His article also recognizes how the importance of industry relationships and collaboration will actually grow in the future, despite repeated attempts to stigmatize these interactions because increasingly, physicians will be called upon to explain why certain therapies are necessary. Thus, physicians “will be highly motivated to think especially critically about their therapeutic choices, and are likely to discover many instances where a powerful new medicine turns out to provide the best, most economical option — when total costs are considered.”
On the same side of the coin, “Medical products companies will also be under tremendous pressure to deliver medicines capable of rigorously demonstrating value . To understand what would be worthy of use, drug companies will need to speak to clinicians; rather than stick their heads in the sand, Kaiser physicians should engage with medical product companies, participate in this dialog, and help increase the chances that they’ll be able to prescribe better medicines to patients in the future. Participating experts also deserve to be compensated for their time, as Kaiser can both well appreciate and precisely calculate.”
Shaywitz pointed out that “Emerging information technologies are likely to play increasingly important roles in both assessing and enhancing value . Not surprisingly, leading academic digital health initiatives — including both the Center for Assessment Technology and Continuous Health (CATCH) at MGH and MIT, which I co-founded, and the recently announced Center for Digital Health Innovation (CDHI), at UCSF, both explicitly seek to cultivate partnerships with industry, in particular the tech powerhouses of Cambridge and Silicon Valley.”

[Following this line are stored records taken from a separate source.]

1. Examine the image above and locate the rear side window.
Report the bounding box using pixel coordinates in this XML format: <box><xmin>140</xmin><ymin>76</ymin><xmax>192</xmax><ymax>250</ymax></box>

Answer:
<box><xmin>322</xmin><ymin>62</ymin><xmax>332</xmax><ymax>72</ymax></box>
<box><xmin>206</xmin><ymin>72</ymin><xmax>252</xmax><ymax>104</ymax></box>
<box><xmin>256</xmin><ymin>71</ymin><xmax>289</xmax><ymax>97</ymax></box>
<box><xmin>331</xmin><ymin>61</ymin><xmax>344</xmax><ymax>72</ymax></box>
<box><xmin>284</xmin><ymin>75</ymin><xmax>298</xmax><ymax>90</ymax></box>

Thus, “to have even a fighting chance, stakeholders — pharma companies, university researchers, clinicians, and patients — need to work together, and collaborate as if our future health depends upon it. It probably does,” he concludes.
Moreover, Dr. Glazer maintained that his “30-year experience as an academic psychiatrist collaborating with the pharmaceutical industry belies Dr. Pearl’s insinuation that such activity constitutes “a thinly veiled” promotion to increase sales.” He concluded by noting that “as a patient suffering from a malignant disease, I want whatever it takes to help me live longer. I want doctors who can provide me with extraordinary interventions that include experimental or proprietary therapy. Those doctors collaborate with industry.”